The new party of ex-president Andrej Kiska would win enough support to gain seats in parliament if a general election was held in the second half of June. Za Ľudí (For the People) would receive 5.2 percent of the vote, meaning it would pass the threshold necessary to make it to parliament by a narrow margin.
On the other hand, parliamentary regular Béla Bugár would have to leave parliament since his Most-Híd party would win only 4.5-percent support.
This stems from the recent poll carried out by the Focus agency between June 19 and 25 on 1,023 respondents.
Nine parties in parliament
The election would be won by the senior ruling party Smer, which would be supported by 20.3 percent of the vote. This is an increase from the previous Focus poll, which suggested it would gain 19.7 percent.
Second would be the coalition of Progressive Slovakia (PS) and Spolu (Together) with 15.7 percent, down from 17.8 percent compared with the previous June poll.
It would be followed by the far-right Kotleba – People’s Party Our Slovakia (ĽSNS) with 12.6 percent (up from 12.5 percent) the Slovak National Party (SNS) with 7.3 percent (up from 7.2 percent) Freedom and Solidarity (SaS) with 7.1 percent (down from 8 percent) and the Christian Democratic Movement (KDH) with 7 percent (down from 7.5 percent).Read also:Read more
Next would be Sme Rodina (We Are Family) of Boris Kollár with 7 percent (down from 7.3 percent) and Za Ľudí (For the People). The last to make it to parliament would be the Ordinary People and Independent Personalities (OĽaNO) movement with 5.1 percent (down from 6.7 percent).

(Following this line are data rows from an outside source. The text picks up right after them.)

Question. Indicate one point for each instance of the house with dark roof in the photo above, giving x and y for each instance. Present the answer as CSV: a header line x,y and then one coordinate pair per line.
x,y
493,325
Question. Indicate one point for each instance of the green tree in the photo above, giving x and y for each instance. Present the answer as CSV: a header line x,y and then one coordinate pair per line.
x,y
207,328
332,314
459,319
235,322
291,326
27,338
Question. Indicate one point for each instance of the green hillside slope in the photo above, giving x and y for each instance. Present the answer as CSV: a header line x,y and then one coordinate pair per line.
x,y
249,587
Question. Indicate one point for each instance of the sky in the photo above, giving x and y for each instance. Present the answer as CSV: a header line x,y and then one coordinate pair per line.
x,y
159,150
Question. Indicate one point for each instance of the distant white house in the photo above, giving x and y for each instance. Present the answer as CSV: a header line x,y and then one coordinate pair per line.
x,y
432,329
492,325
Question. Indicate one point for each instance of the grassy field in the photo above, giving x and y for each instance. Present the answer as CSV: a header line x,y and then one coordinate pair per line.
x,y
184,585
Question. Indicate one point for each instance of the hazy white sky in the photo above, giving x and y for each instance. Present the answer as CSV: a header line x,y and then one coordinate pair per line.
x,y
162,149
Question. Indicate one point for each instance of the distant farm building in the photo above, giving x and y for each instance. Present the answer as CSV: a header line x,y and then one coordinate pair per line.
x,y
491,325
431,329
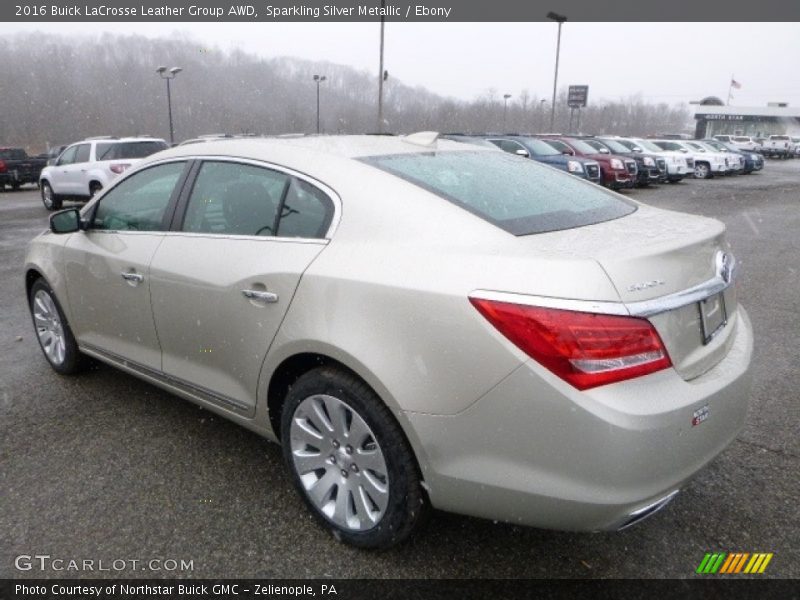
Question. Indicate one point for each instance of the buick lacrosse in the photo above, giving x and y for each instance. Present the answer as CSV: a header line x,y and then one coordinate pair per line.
x,y
418,323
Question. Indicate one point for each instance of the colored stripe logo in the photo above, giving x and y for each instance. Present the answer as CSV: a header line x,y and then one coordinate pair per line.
x,y
734,562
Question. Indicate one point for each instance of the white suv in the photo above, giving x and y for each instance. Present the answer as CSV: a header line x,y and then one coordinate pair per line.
x,y
85,168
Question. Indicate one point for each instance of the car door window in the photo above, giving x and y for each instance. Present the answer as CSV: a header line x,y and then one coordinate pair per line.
x,y
306,211
82,153
235,199
139,203
68,156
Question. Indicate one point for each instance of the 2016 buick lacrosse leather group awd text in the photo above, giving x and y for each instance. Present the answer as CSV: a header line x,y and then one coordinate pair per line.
x,y
419,323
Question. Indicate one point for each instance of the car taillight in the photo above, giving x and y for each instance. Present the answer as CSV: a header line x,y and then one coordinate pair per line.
x,y
119,168
584,349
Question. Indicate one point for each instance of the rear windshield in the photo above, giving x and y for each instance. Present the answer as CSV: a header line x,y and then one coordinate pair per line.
x,y
116,151
513,193
13,154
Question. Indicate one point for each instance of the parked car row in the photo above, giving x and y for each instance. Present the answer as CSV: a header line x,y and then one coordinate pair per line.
x,y
775,146
619,162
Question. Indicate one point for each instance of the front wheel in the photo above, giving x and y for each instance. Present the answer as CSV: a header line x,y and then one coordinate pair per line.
x,y
50,199
52,330
350,461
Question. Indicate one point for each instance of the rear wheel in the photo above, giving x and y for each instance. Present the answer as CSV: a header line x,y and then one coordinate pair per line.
x,y
50,199
52,330
350,460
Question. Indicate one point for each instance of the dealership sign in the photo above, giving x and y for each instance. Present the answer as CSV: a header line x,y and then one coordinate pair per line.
x,y
577,96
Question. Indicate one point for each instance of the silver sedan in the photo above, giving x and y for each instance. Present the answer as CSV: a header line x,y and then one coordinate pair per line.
x,y
418,323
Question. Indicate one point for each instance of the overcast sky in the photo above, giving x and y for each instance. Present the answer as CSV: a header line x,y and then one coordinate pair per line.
x,y
669,62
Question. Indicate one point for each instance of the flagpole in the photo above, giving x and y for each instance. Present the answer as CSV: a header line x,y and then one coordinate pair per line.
x,y
730,89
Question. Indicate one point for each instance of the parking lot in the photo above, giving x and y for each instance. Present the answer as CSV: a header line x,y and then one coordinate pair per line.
x,y
105,466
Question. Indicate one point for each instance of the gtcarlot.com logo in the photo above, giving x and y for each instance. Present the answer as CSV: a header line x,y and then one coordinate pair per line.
x,y
714,563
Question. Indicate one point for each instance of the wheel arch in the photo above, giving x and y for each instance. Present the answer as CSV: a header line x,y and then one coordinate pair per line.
x,y
297,364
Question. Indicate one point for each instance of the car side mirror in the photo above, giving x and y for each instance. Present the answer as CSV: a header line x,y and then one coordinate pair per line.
x,y
66,221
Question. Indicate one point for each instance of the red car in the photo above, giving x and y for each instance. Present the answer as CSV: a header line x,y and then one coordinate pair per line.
x,y
617,172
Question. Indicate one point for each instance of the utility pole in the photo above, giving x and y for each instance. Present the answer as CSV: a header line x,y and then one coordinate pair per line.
x,y
381,74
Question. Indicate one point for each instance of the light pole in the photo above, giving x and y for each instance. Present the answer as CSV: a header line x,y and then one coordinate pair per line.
x,y
169,74
560,19
319,79
381,74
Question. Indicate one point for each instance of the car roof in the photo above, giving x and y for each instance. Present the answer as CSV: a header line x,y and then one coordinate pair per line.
x,y
340,146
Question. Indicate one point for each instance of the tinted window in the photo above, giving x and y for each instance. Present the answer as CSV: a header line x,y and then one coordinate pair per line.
x,y
121,150
82,153
519,196
68,156
237,199
139,203
231,198
306,212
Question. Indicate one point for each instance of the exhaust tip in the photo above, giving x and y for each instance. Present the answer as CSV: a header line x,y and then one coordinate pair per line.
x,y
642,513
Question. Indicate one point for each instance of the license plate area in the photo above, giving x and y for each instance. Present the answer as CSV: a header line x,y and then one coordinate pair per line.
x,y
713,316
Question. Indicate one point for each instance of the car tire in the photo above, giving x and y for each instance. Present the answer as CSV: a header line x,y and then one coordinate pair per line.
x,y
50,199
337,433
702,171
53,331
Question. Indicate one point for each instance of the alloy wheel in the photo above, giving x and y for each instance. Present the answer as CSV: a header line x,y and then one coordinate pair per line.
x,y
339,462
49,327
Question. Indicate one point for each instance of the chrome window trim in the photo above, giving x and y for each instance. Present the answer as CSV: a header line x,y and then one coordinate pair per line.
x,y
643,308
325,189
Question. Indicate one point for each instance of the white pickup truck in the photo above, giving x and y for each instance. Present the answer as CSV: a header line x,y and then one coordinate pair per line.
x,y
743,142
706,164
86,167
778,145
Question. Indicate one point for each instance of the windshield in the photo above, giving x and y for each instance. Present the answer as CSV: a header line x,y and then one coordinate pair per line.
x,y
122,150
675,147
13,154
540,148
648,145
617,147
582,147
519,196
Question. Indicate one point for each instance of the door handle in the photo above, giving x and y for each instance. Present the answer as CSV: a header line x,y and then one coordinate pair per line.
x,y
132,277
268,297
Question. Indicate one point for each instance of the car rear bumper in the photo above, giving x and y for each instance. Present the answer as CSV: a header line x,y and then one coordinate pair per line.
x,y
536,451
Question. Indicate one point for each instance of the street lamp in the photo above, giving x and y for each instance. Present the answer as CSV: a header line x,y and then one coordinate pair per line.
x,y
319,79
169,74
560,19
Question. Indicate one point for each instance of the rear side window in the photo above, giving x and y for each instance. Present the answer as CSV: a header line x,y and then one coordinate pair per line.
x,y
517,195
122,150
237,199
139,203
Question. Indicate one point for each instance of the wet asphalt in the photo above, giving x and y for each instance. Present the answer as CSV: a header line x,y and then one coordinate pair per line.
x,y
107,467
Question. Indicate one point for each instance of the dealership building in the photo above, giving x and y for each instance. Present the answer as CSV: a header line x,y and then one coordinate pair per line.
x,y
755,121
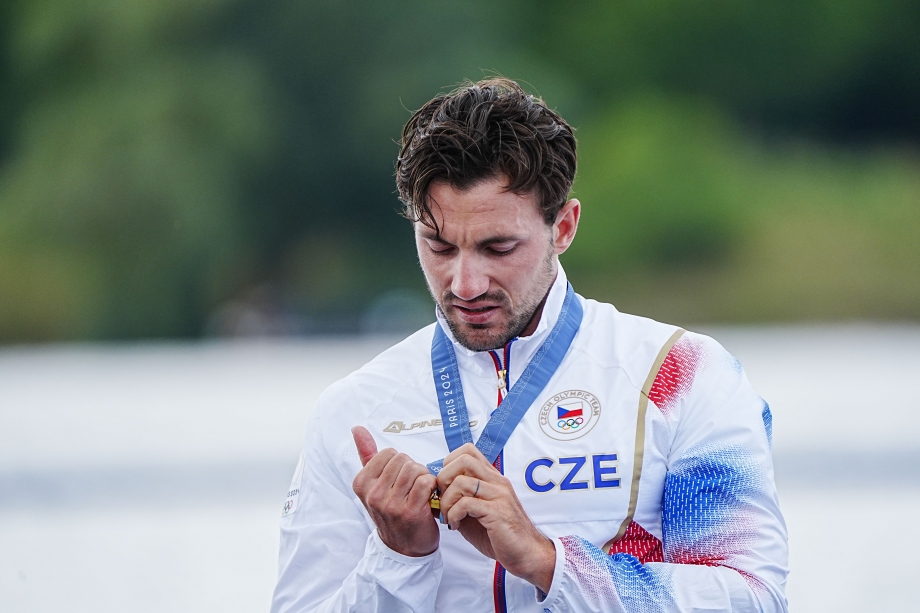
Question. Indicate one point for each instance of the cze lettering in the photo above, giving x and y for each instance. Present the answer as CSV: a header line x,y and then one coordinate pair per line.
x,y
602,473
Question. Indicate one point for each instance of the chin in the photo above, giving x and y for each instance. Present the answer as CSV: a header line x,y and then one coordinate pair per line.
x,y
479,339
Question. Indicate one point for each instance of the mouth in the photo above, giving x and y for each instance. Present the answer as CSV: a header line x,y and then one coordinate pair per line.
x,y
476,315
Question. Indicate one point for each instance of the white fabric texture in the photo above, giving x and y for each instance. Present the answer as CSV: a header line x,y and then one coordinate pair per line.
x,y
706,533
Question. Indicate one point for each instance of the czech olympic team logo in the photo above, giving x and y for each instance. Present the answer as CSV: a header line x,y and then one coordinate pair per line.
x,y
569,414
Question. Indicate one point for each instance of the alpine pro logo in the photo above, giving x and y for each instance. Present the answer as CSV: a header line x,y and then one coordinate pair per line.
x,y
569,415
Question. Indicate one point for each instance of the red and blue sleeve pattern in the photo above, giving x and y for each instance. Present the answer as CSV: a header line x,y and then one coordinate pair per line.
x,y
723,538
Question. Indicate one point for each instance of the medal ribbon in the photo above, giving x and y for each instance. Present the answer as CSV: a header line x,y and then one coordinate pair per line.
x,y
454,414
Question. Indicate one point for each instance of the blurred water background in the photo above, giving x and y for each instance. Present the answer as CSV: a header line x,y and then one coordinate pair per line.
x,y
198,233
151,477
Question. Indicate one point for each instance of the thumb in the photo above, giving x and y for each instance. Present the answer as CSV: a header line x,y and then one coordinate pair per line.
x,y
367,447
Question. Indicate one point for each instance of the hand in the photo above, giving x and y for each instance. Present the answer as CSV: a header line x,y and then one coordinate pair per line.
x,y
395,491
492,518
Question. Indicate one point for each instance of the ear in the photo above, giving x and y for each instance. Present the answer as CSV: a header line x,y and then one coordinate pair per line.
x,y
565,225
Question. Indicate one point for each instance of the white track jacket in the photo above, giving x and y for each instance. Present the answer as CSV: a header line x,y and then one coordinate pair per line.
x,y
646,459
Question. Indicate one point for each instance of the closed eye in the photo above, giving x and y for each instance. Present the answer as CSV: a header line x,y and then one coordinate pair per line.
x,y
501,249
439,247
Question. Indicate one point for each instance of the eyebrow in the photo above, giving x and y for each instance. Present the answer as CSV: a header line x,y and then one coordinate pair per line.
x,y
501,238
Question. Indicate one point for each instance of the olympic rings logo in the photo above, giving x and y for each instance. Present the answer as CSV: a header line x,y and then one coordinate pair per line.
x,y
572,423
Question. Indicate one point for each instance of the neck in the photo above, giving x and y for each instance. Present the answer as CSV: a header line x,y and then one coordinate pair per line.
x,y
531,326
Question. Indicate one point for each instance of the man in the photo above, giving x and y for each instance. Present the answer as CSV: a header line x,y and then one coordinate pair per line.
x,y
619,464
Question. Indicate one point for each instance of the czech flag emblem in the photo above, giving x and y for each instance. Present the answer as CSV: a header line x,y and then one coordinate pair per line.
x,y
568,411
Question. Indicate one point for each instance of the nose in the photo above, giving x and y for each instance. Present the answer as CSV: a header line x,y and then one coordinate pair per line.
x,y
470,279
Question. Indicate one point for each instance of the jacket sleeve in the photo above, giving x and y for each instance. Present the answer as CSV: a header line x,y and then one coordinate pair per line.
x,y
723,537
330,558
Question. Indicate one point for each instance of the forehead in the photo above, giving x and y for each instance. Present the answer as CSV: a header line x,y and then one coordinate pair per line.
x,y
484,207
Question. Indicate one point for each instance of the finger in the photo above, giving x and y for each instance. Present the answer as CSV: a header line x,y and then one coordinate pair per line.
x,y
390,472
467,449
378,463
422,489
406,477
467,465
465,487
466,507
367,446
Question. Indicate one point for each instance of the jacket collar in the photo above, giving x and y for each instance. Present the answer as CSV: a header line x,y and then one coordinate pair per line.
x,y
526,346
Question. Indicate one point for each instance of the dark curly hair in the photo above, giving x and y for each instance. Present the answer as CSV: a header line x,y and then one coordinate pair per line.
x,y
483,130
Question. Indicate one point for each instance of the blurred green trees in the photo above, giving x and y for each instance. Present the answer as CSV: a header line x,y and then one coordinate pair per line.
x,y
160,160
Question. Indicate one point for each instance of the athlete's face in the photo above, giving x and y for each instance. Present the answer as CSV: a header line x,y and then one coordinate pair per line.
x,y
494,260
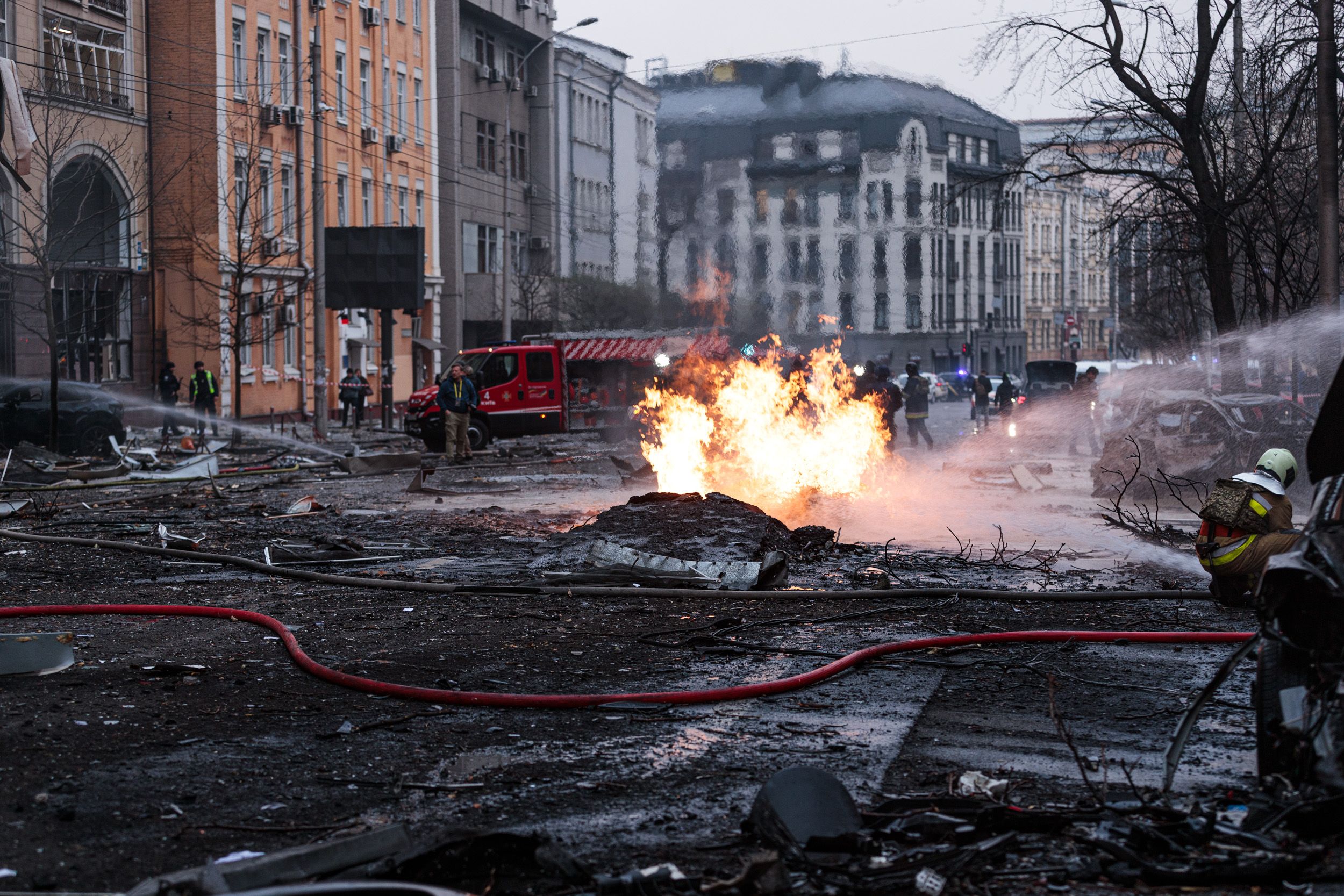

Who would form a coalition?
The poll also suggests that 75.3 percent of respondents would vote. Another 11.2 percent of respondents said they do not want to vote, and 13.5 percent did not know whether they would cast their ballot.
Given the Focus poll results, the seats in parliament would be distributed like this: Smer 35, PS and Spolu 27, ĽSNS 22, SNS 12, SaS 12, KDH 12, Sme Rodina 12, Za Ľudí 9 and OĽaNO 9.